Marker data

Either clone the THAPBI PICT source code repository, or decompress the latest source code release (.tar.gz file). You should find it contains a directory examples/fungal_mock/ which is for this example.

Shell scripts setup.sh and run.sh should reproduce the analysis discussed.

FASTQ data

File PRJNA377530.tsv was download from the ENA and includes the FASTQ checksums, URLs, and sample metadata.

Script setup.sh will download the raw FASTQ files for Bakker (2018) from https://www.ebi.ac.uk/ena/data/view/PRJNA377530

It will download 122 raw FASTQ files (61 pairs), taking 346MB on disk.

If you have the md5sum tool installed (standard on Linux), verify the FASTQ files downloaded correctly:

$ cd raw_data/AL1/
$ md5sum -c MD5SUM.txt
...
$ cd ../../
$ cd raw_data/AL1/
$ md5sum -c MD5SUM.txt
...
$ cd ../../

There is no need to decompress the files.

Amplicon primers & reference sequences

Amplicon library one (AL1) amplified a small region of ITS1 using primer pair BITS/B58S3 (ACCTGCGGARGGATC and GAGATCCRTTGYTRAAAGTT), as shown in the paper’s supplementary Table S4.

Amplicon library two (AL2) amplified a larger region of ITS1 using primer pair ITS1f/ITS2 (CTTGGTCATTTAGAGGAAGTAA and GCTGCGTTCTTCATCGATGC), which includes the first library’s target region entirely.
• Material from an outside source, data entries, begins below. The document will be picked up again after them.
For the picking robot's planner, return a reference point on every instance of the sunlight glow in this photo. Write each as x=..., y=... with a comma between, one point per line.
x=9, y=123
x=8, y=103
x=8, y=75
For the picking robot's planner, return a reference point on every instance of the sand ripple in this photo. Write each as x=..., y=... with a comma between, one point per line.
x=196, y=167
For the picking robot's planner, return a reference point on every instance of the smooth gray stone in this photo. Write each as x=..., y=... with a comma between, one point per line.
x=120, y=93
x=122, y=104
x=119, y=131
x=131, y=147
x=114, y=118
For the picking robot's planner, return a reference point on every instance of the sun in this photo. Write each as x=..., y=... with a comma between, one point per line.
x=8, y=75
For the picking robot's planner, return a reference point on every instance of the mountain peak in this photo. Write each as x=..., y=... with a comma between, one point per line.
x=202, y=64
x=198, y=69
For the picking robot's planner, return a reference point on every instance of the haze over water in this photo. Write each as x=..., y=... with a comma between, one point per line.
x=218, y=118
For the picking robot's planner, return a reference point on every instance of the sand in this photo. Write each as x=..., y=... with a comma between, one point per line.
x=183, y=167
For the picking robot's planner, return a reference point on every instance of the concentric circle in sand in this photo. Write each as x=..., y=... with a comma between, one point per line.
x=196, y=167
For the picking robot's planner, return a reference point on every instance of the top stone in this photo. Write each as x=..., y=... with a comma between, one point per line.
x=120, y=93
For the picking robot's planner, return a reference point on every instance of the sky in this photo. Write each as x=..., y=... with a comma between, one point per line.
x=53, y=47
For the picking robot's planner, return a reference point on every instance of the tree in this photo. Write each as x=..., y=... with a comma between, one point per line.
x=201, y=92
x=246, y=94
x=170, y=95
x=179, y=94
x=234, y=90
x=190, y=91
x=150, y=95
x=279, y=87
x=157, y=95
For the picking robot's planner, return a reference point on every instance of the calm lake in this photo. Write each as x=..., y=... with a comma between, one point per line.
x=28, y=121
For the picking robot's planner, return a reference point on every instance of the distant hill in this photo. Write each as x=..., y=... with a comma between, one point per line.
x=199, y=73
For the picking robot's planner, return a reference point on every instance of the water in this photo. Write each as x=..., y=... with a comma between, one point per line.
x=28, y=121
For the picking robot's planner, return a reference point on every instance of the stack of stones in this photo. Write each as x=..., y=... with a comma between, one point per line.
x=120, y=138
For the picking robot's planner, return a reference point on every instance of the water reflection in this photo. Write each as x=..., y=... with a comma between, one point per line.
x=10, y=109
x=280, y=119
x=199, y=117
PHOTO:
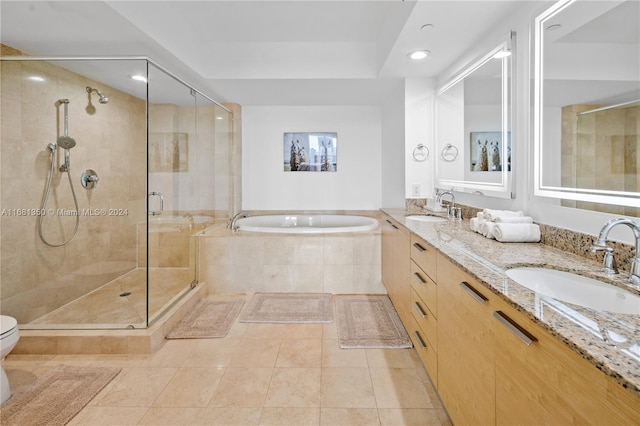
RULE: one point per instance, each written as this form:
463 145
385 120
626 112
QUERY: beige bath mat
209 319
289 308
57 397
369 322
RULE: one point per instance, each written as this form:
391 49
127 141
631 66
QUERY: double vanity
513 333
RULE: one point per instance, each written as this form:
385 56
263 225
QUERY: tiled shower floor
122 302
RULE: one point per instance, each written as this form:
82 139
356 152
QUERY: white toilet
9 336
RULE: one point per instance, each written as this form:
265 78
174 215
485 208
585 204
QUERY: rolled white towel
513 219
516 232
490 214
486 229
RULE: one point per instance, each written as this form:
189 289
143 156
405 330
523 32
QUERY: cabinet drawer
427 353
425 320
424 255
425 287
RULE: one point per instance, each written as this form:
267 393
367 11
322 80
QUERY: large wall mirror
473 140
587 104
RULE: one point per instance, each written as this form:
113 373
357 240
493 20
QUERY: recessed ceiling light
418 55
139 77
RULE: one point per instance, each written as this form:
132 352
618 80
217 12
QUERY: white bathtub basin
576 289
425 218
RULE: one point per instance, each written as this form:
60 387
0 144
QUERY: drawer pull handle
419 339
513 327
419 247
419 309
477 296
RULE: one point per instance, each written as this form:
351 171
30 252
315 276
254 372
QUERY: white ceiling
263 52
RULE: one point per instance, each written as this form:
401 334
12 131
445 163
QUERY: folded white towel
490 214
513 219
486 229
516 232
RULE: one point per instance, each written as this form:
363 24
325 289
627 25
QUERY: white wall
356 185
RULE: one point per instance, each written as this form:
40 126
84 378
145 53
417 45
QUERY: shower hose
46 198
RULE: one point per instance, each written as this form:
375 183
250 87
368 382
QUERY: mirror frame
592 195
504 188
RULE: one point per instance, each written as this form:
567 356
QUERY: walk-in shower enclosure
149 170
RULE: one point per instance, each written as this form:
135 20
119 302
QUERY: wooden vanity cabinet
541 381
466 367
395 266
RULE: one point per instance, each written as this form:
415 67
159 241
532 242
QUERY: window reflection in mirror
587 110
473 119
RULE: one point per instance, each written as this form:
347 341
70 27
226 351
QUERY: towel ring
419 153
449 153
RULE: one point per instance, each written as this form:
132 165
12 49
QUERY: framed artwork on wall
310 151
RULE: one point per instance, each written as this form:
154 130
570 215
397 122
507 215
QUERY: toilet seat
8 325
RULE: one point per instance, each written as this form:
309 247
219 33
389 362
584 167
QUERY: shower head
66 142
103 99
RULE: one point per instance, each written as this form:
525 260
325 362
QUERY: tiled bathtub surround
562 239
239 262
487 260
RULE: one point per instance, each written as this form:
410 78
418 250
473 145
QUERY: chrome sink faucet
231 224
608 263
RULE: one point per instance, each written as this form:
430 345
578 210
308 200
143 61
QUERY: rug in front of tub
369 322
57 397
209 319
300 308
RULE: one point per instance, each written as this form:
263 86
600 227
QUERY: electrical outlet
415 190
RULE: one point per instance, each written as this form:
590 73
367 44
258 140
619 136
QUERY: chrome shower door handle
155 194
Similar yields as per supplementary Table S4 vs S5.

Additionally, amplicon library two (AL2) amplified ITS2 using primer pair ITS3‐KYO2 with ITS4‐KYO3 (GATGAAGAACGYAGYRAA and CTBTTVCCKCTTCACTCG), with lower yields as per supplementary Table S5 vs S6.

The example must run THAPBI PICT twice. First using a single-marker database for AL1 using the BITS/B58S3 primers, and then with a dual-marker database for AL2 using the ITS1f/ITS2 and ITS3‐KYO2/ITS4‐KYO3 primers. In fact the example runs it third time, as we can also try the BITS/B58S3 primers on the second amplicon library, because they amplify a subregion of what the ITS1f/ITS2 pair amplify. See the primer discussion on the similar Redekar et al. (2019) worked example.

Files ITS1.fasta and ITS2.fasta were extracted from supplementary materials appendix S2, with the species name alone added to the FASTA titles (for input to thapbi_pict import with primer trimming).

Metadata

The amplicon specific files metadata_AL1.tsv and metadata_AL2.tsv are based on the metadata downloaded from the ENA, with some reformatting. The split into amplicon one and two was based on supplementary Tables S4, S5 and S6 (for the mock community samples) and reading the paper (for placing the negative controls).

They have seven columns:

  1. Accession, assigned by the public archive, e.g. “SRR5314337”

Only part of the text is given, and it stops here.